The cyclists spent months planning their trip, but things haven’t gone as expected. Two groups were supposed to start on the East Coast and meet in Colorado to finish the trip together. Within the first few weeks though, all the cyclists biking with Downing dropped out. 

After the others quit, Downing, a 20-year old MU junior, rode from North Carolina to Indiana by herself to meet the remaining cyclists.

“I couldn’t tell my parents because I knew they would freak out," she said.  "I actually didn’t tell them until recently, when I met up with the rest of the group.”

Physical, mental and economic challenges are to blame for the group's downsize, but the remaining four are confident they will complete the tour. 

“By this time, if you wanted to stop, you already would have," Downing said.

The cyclists cover between 35 and 80 miles per day, depending on where their next stop is.

“At first, it’s a huge shock to your body, but it just takes some time to get used to the fact that you can do this,” Canfield said.

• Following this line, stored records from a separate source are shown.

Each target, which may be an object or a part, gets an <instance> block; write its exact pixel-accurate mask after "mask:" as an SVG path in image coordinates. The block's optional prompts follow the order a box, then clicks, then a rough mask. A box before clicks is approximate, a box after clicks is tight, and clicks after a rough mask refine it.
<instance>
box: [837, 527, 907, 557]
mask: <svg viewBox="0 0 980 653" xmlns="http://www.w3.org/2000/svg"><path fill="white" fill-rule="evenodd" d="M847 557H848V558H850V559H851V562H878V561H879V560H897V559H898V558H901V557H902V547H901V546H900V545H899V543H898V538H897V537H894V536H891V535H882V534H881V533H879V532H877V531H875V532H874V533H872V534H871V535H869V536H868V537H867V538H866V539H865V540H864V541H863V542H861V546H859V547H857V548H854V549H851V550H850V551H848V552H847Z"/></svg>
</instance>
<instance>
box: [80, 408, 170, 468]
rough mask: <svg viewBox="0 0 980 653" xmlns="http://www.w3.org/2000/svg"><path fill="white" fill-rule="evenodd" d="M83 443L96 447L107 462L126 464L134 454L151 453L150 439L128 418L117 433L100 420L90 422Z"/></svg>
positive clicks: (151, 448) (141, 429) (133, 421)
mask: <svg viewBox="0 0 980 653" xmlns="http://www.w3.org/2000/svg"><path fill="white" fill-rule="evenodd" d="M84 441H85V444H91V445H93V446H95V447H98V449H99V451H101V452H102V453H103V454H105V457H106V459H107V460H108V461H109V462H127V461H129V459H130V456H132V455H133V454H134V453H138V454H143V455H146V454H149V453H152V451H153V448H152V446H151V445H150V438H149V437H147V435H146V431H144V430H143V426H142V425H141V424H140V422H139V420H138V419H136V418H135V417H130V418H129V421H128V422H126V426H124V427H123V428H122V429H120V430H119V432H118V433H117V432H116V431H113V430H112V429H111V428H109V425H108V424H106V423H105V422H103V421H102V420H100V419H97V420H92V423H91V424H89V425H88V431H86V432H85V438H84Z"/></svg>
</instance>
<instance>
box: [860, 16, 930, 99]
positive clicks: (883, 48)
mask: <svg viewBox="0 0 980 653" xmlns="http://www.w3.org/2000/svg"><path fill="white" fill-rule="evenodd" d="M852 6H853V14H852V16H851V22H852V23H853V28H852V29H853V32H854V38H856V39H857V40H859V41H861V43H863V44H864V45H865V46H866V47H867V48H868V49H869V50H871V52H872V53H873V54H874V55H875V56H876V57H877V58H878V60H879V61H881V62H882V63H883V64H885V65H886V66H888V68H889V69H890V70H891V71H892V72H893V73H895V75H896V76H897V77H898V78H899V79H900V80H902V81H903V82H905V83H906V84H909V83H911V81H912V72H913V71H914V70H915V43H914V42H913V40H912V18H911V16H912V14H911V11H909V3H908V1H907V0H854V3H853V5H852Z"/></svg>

They said their biggest obstacle now is the mental challenge of biking eight to 12 hours every day.

Although the tour has been difficult so far, the group was amazed at strangers’ generosity.

“This trip for me is really learning about humanity,” Kretsinger said.

Strangers are constantly offering to help, and the group receives texts almost daily from people they’ve met so far.

Murphy explained that one day the group biked 80 miles to Gary, Ind., to catch a train to Chicago.  Once arriving at the station, the cyclists were told they couldn’t bring their bikes on board, so they instead camped behind a motorcycle bar called Leroy’s Hot Stuff.  The next day the bar owner, Leroy himself, worried their route to Chicago was too dangerous, borrowed a truck to drive them to their next stop.

“Usually when people offer to help, we’re already set up, but it still touches you,” Murphy said.  “That’s the greatest part of the tour, just meeting people that are so nice.”